В комнату вошел наш сельский агитатор Вашакидзе.
– Извините, что так поздно, но, понимаете, дело у меня неотложное!
– Привет агитатору! – Илико налил водку. – А ну, бери стакан!
– Пожалуйста, к огню! – пригласила бабушка.
– Ну, что скажешь нового, агитатор? Как идут дела на фронте? – спросил Илларион.
– Дела на фронтах Великой Отечественной войны идут неплохо. Наступление противника приостановлено. Гитлеровский план молниеносной войны потерпел крах! – выпалил агитатор.
– Погоди, погоди… Об этом мы читали в газетах месяц тому назад… Ты что-нибудь новое скажи!
– Новое? Дело у меня к вам серьезное. Слушайте!
– Начинай! – скомандовал Илларион.
Агитатор встал, кашлянул и начал так, словно выступал на многотысячном митинге:
– Товарищи! Социалистическое Отечество в опасности! Вероломный враг стремится своими кровавыми лапами задушить нашу свободу и независимость! Доблестная Красная Армия наносит фашистским захватчикам сокрушительные удары!..
– Что ты заладил, чудак, по-газетному! – прервал агитатора вышедший из терпения Илико. – Скажи прямо, в чем дело?
Агитатор смутился.
– Ну, говори, говори, что тебе нужно? – подбодрил его Илларион.
– Да вот, подарки для красноармейцев собираем… Может, и вы чем-нибудь поможете… – сказал агитатор и облегченно вздохнул.
– Так бы и сказал, сынок, а то начал с Адама и Евы… – улыбнулась бабушка.
– А какие нужны подарки? – спросил Илико.
– Всякие: фрукты, чурчхелы, теплая одежда, варежки, носки теплые… Сегодня четверг, в понедельник от имени нашего села на фронт отправится вагон подарков… Если что надумаете, несите сюда, к Ольге. Завтра зайдут наши ребята, заберут.
Агитатор попрощался и ушел. Мы долго сидели молча и думали – что бы такое подарить красноармейцам… Тишину первым нарушил Илико.
– Какие у меня есть сокровища?

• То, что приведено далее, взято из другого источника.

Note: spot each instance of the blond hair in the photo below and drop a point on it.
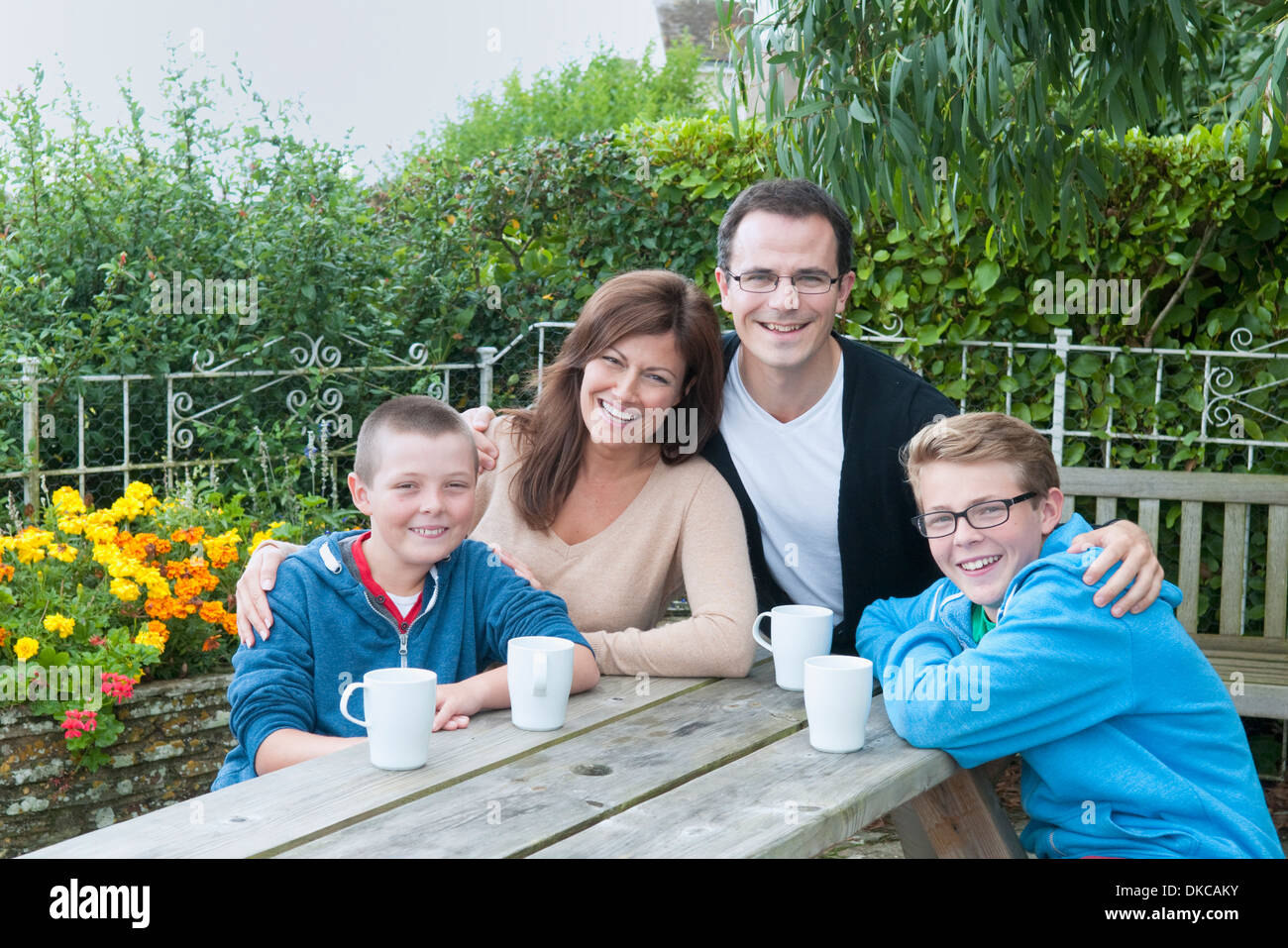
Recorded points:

Одна бурка, и та вон торчит за дверью… Встань, Зурикела, тащи ее сюда!
Я удивленно взглянул на Илико.
– Что ты вылупил глаза? Мир провалится, что ли, если такой старый хрыч, как я, не будет бурку носить?! Все равно уже весна скоро! Неси сюда бурку!
Я вышел на балкон и тотчас же вернулся с буркой – черной, почти новой буркой Илико, той самой, которой он укрывался, которую берег как зеницу ока и которую не одалживал даже Иллариону.

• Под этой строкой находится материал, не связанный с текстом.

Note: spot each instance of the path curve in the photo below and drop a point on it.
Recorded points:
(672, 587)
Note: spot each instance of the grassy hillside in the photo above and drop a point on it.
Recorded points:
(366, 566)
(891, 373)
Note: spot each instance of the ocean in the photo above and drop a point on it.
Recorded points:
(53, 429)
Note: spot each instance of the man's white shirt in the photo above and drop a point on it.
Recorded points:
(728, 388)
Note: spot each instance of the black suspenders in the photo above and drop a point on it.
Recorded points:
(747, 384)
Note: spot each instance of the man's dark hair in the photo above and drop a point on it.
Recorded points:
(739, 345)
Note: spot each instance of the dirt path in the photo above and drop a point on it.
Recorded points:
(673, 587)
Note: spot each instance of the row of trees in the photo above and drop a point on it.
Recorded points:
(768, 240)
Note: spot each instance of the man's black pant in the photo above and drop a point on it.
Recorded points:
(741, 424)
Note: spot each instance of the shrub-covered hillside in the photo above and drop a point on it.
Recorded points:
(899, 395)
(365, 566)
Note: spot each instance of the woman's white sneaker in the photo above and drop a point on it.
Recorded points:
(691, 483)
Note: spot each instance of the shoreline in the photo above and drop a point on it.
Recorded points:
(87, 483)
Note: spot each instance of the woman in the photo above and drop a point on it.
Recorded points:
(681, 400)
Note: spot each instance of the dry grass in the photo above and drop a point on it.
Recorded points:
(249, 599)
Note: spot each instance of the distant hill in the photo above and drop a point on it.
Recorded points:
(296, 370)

– Принес? Клади ее в угол… Придут ребята – отдайте, – сказал Илико, не глядя на бурку.
– Позор этому старому дураку – господу богу, что тебя одноглазым сделал! Я-то знал, что у тебя золотое сердце, но, честно говоря, не думал, что в такой высохшей груди лежит целый самородок, – сказал Илларион и почесал за ухом. Потом он беспокойно заерзал на стуле и вдруг сорвался и выскочил из комнаты.
– А я знаю, куда помчался носатый! – ухмыльнулся Илико.

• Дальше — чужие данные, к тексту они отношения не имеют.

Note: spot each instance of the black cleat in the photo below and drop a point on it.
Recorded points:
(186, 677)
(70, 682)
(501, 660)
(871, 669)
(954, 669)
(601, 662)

– Куда? – спросила бабушка.
– Домой! Ты что, нрава его не знаешь? Теперь он мне назло перевернет весь дом! Да много ли у него добра, у голодранца!
Не прошло и пяти минут, как вернулся Илларион и молча поставил рядом с буркой Илико свои единственные новые сапоги.
– С ума сошел, несчастный?! – вскочил Илико.